The number of bands in patterns varied from three to nine, with sizes
of between 115 and 1,020 bp (Fig. 1 and
2). Patterns sharing most of their bands
were grouped to constitute an F type. Seventeen different F types
were obtained from all strains. Some F types contained variable
bands that were not always present, depending on the strain (bands
represented as dotted lines in Fig. 2). Common bands in each F type
(thick lines in Fig. 2) allowed F type identification.
|
|
A unique F type was observed for each of the following serotypes: S. dysenteriae 1, 2, 8, and 10 and S. boydii 7, 13, 15, 16, and 17. On the contrary, S. dysenteriae serotype 13 and S. sonnei biotype e were each subdivided into two different F types.

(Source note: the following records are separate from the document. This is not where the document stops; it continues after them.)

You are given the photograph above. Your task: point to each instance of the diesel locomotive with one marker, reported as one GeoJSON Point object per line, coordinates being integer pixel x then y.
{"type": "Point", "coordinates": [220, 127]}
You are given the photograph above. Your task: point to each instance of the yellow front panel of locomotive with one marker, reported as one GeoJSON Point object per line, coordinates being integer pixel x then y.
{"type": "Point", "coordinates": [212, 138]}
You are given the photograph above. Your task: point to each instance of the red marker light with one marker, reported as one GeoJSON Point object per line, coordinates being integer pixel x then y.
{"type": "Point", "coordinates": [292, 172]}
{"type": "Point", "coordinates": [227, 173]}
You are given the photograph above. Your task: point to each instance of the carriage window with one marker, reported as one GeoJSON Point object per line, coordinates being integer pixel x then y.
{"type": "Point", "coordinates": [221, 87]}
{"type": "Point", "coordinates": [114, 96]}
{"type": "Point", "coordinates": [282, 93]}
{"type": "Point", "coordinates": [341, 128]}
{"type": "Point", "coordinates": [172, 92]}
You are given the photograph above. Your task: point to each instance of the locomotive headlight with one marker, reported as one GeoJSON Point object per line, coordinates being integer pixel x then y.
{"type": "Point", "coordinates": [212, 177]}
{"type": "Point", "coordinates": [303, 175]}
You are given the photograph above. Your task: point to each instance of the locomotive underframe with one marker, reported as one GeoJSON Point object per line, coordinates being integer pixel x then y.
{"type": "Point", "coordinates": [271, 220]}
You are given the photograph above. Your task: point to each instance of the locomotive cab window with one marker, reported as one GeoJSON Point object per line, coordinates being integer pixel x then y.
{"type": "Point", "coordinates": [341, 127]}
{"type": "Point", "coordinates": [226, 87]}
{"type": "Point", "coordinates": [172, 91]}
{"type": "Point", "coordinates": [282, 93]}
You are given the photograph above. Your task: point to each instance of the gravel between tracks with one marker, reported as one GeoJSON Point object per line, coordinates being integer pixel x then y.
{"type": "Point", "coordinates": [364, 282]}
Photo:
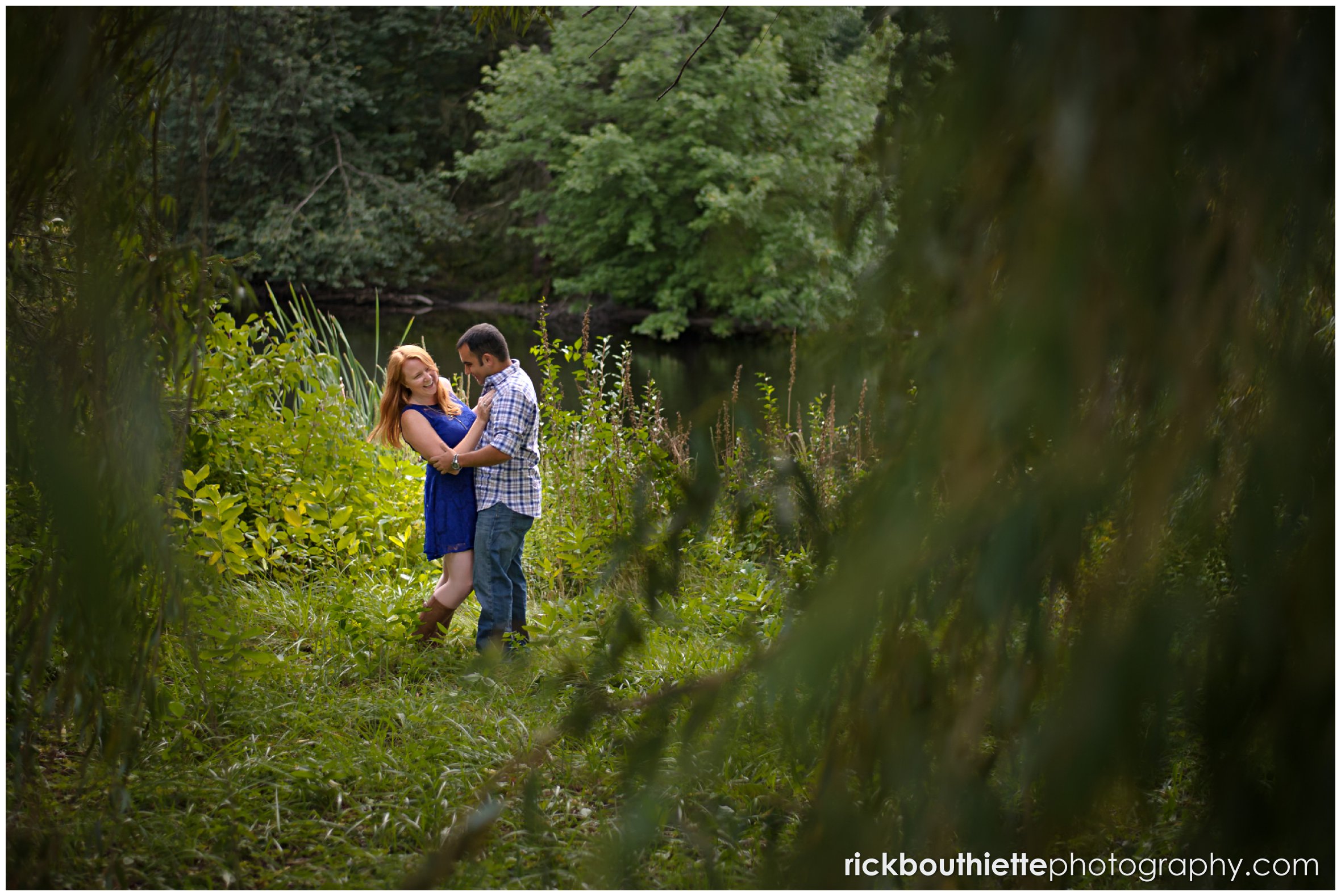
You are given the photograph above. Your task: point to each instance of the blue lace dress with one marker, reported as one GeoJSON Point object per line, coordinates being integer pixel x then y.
{"type": "Point", "coordinates": [448, 501]}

S. flexneri serotypes 3a and X could be distinguished from the cluster containing S. flexneri serotypes 1 to 5 and Y. S. flexneri serotype 6 clustered with S. boydii serotypes 1, 2, 3, 4, 6, 8, 10, 11, 14, and 18 and S. dysenteriae serotypes 4, 5, 6, 7, 9, 11, and 12. Two other clusters were outlined: one comprising S. dysenteriae serotypes 3, 12, 13 (strain CDC598-77), 14, and 15 and the other one joining S. boydii serotypes 5 and 9 (Table 1).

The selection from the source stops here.